Bridge column, February 3: The theme returns after a day's break
Diane Johnson, whose satirical novels often feature American heroines living abroad in contemporary France, said, "A novel's whole pattern is rarely apparent at the outset of writing."
A bridge contract's whole pattern had better be apparent at the outset of the playing, or the declarer is in trouble. In today's deal, how should South play in six hearts after ruffing West's club lead?
The bidding had a modern flavor. South's two-heart rebid was a reverse, showing both a strong hand (usually 17 to 20 points) and longer diamonds than hearts. (That isn't new. A reverse can be recognized in an uncontested auction because if the responder wishes to give preference to opener's first-bid suit, he must go to the three-level.) North's two-spade rebid promised only a five-card suit. Five hearts asked North to bid slam with good trumps. In context, North thought they were.

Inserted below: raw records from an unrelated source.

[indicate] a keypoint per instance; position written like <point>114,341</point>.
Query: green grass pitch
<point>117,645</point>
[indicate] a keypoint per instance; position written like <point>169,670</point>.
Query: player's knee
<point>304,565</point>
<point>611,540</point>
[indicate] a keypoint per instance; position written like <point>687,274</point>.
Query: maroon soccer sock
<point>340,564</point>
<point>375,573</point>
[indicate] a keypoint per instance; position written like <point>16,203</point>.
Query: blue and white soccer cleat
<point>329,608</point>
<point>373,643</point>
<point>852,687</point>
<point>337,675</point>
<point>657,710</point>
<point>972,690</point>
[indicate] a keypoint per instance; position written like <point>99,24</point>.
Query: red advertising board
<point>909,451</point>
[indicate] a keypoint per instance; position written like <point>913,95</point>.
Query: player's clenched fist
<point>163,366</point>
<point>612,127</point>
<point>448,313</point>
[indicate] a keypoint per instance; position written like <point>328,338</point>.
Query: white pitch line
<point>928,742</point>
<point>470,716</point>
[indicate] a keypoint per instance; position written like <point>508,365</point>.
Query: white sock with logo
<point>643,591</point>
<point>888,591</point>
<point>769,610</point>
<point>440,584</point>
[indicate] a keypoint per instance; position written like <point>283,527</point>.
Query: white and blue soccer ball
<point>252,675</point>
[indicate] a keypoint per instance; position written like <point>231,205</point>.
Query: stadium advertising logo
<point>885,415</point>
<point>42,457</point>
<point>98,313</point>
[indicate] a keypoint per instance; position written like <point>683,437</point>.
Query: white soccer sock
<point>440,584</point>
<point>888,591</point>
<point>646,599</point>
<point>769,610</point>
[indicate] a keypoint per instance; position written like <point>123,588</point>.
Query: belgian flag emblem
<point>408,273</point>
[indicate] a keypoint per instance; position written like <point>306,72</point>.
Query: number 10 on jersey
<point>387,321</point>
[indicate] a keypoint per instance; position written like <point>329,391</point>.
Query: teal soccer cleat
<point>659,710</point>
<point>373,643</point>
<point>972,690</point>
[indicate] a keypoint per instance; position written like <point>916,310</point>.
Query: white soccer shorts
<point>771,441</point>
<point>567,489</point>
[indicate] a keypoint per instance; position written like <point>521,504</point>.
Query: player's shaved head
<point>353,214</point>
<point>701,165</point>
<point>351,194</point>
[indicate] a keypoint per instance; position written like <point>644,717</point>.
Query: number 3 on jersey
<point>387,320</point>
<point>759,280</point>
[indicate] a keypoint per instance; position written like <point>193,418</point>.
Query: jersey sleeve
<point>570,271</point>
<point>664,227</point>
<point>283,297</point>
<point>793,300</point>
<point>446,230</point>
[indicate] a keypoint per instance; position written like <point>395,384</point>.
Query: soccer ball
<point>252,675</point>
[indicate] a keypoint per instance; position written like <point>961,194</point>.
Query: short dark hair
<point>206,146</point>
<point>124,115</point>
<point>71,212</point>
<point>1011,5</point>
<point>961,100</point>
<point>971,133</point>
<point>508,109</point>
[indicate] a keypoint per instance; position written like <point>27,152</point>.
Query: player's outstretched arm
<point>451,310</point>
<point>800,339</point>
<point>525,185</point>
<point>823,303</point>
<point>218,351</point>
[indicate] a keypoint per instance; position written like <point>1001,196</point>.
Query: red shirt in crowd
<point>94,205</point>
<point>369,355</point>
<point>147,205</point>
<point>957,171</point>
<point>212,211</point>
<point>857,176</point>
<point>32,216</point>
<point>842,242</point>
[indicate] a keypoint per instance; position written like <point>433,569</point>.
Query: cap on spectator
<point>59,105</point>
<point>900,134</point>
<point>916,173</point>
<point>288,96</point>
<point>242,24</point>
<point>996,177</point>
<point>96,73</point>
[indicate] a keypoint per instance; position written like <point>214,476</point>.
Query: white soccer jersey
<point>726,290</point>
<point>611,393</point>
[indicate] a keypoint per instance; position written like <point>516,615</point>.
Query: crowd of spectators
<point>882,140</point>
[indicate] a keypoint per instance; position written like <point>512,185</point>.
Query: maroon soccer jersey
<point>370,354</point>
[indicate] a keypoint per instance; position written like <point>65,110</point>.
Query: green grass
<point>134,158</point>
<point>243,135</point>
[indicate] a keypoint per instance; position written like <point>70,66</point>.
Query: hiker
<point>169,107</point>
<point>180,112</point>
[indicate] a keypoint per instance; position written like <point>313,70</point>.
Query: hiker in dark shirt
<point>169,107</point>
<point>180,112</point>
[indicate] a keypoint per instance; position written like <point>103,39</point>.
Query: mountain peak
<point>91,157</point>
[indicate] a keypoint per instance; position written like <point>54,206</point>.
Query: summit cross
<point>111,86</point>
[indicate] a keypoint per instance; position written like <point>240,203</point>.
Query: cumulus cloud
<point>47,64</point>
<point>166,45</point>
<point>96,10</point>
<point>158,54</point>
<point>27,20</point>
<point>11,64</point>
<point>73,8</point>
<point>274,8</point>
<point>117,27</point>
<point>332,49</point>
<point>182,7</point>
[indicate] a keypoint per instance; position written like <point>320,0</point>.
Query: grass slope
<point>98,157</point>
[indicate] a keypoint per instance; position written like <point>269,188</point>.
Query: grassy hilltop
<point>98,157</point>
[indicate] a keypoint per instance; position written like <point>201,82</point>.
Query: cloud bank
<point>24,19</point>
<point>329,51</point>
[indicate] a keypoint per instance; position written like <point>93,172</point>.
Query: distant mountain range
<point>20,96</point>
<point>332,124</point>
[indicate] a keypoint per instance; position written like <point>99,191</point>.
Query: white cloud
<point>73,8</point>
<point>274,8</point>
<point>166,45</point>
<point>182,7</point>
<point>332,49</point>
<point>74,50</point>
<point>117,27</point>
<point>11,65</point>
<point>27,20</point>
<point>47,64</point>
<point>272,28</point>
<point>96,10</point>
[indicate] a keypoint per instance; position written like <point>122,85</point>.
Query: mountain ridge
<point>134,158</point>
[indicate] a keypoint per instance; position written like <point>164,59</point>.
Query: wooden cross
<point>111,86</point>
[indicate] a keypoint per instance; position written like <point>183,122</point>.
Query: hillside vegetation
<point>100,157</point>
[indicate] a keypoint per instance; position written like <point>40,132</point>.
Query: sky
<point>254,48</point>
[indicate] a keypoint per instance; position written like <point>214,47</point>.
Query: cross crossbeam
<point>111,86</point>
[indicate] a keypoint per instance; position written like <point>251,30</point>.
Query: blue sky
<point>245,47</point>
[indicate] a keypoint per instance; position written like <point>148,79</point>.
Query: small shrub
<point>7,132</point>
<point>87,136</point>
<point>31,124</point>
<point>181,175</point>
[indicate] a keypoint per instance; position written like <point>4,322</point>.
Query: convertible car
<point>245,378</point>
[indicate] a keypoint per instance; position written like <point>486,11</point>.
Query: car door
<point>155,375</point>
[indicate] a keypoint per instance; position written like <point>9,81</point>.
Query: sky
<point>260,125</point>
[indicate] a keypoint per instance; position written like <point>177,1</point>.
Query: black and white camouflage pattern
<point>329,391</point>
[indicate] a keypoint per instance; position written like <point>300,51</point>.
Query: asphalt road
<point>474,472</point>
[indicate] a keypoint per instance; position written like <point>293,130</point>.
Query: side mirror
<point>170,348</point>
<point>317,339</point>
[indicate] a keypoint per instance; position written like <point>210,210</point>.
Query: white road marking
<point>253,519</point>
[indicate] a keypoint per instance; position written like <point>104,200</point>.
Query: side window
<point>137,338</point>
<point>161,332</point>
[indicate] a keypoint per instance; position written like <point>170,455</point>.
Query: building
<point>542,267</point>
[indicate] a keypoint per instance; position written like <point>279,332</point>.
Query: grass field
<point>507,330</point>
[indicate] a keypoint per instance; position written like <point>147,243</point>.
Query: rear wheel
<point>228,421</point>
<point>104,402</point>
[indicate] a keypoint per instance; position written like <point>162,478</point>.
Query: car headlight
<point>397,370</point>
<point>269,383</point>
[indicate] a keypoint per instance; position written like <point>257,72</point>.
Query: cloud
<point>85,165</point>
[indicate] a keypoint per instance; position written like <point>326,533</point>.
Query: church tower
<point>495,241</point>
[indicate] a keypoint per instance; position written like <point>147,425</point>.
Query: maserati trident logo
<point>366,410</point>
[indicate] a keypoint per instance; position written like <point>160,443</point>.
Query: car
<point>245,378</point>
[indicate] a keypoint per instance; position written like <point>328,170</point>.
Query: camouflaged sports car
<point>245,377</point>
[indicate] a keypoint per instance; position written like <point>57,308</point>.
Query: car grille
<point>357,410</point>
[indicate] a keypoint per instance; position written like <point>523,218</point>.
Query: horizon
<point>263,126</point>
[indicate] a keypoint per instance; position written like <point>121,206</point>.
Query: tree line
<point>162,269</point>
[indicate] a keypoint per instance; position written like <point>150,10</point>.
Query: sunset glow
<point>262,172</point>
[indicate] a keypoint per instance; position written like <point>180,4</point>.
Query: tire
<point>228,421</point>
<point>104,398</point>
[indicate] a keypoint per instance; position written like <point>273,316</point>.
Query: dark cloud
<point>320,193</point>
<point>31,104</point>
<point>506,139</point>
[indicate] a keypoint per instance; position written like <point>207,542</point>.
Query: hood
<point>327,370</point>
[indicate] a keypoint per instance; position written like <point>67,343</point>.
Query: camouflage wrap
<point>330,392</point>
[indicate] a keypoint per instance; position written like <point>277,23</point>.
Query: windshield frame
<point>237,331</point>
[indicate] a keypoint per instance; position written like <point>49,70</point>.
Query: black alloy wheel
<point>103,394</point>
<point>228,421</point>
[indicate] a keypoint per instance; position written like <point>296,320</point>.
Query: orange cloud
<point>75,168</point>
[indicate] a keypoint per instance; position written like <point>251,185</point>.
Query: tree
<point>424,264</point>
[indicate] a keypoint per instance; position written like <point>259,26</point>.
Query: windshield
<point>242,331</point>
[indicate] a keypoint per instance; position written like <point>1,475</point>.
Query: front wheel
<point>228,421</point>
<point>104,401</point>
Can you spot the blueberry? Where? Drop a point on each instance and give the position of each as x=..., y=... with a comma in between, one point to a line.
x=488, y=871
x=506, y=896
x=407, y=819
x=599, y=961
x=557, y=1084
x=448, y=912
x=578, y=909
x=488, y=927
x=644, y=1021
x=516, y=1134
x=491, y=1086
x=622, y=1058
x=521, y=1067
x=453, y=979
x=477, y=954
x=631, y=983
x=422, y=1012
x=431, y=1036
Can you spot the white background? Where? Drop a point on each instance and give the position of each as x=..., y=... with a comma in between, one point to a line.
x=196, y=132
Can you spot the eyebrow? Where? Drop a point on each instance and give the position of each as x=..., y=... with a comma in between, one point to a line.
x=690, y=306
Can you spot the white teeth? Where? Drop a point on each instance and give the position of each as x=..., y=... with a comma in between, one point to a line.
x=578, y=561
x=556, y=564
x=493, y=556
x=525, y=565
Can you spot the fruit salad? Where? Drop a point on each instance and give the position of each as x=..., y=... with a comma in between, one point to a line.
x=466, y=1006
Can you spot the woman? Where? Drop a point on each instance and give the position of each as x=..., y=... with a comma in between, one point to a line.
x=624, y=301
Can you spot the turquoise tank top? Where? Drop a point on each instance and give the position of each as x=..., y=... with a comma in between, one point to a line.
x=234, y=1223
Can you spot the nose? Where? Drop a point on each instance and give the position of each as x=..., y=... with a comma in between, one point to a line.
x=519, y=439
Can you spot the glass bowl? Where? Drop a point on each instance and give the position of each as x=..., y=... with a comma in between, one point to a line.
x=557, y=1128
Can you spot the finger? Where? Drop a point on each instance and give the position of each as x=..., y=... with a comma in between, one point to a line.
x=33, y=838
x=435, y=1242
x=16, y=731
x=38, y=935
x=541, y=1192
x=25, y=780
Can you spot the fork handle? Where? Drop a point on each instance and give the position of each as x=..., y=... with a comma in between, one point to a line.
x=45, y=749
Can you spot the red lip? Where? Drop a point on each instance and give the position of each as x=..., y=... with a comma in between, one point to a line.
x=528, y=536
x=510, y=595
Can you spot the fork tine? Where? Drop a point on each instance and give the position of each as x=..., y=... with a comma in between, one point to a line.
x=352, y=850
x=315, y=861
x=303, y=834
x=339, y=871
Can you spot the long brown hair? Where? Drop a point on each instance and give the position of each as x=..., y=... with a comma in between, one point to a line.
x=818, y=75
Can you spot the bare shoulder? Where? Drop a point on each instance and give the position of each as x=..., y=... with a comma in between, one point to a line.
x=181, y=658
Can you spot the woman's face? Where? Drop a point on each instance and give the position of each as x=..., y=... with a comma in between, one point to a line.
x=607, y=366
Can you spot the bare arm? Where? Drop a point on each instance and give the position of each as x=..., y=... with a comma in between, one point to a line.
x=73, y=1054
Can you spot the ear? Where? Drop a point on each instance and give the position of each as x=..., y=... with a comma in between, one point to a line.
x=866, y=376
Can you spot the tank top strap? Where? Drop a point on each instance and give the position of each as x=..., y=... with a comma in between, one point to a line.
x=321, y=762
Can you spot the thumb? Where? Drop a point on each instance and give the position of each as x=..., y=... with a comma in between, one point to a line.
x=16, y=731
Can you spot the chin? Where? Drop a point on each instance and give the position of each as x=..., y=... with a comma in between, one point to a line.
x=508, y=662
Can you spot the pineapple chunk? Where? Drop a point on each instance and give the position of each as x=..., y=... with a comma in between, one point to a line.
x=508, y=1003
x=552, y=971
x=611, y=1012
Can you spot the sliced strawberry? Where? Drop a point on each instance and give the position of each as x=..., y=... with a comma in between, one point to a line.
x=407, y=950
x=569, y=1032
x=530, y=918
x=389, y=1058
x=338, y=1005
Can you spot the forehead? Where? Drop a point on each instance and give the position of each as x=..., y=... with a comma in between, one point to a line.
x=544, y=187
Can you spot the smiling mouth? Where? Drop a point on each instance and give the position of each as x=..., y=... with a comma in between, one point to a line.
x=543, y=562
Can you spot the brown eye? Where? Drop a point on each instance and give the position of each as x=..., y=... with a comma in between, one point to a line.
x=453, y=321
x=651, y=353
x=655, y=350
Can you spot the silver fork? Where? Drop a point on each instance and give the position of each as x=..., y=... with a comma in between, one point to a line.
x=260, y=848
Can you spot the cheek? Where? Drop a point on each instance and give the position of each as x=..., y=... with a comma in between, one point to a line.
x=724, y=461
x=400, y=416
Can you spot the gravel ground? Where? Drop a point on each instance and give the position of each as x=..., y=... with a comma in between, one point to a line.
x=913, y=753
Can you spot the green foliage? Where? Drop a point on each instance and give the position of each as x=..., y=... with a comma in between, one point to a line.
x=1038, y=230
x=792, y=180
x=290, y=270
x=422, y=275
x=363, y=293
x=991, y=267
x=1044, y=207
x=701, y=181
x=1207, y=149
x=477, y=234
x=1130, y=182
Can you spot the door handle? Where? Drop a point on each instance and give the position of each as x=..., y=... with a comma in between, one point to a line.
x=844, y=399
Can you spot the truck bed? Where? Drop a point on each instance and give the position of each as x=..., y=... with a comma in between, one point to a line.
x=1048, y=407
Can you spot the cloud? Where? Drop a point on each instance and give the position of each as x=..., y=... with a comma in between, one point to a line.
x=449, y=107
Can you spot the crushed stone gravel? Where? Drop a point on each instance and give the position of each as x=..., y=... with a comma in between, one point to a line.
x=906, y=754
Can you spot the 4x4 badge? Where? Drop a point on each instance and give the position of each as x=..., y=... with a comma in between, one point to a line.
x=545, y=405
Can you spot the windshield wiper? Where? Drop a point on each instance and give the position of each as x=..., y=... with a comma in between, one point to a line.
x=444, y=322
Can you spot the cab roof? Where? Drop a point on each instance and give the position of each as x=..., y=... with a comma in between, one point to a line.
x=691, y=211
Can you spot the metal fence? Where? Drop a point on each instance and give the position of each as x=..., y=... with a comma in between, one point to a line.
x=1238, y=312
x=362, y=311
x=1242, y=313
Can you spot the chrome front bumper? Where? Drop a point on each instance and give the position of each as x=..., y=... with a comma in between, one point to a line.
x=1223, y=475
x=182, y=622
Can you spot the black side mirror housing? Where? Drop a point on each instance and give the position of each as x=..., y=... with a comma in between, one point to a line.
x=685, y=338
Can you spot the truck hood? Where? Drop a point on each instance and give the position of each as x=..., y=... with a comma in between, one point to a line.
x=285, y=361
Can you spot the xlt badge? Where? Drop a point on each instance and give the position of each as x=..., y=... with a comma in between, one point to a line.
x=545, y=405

To make the contract, South must establish his diamonds, draw trumps, and run diamonds without losing more than one trick. It is tempting to try for an overtrick by drawing two rounds of trumps, then turning to diamonds. But that is fatal here. As mentioned two days ago, when declarer must establish his side suit, he should do that first.
The best line is to lead a heart to dummy's king (although that is not necessary), play a diamond to the ace, lead a spade to dummy's ace, and play a second diamond. East will discard, not "waste" his trump winner. So South wins with his king and ruffs a diamond in the dummy. East can get only one trump trick.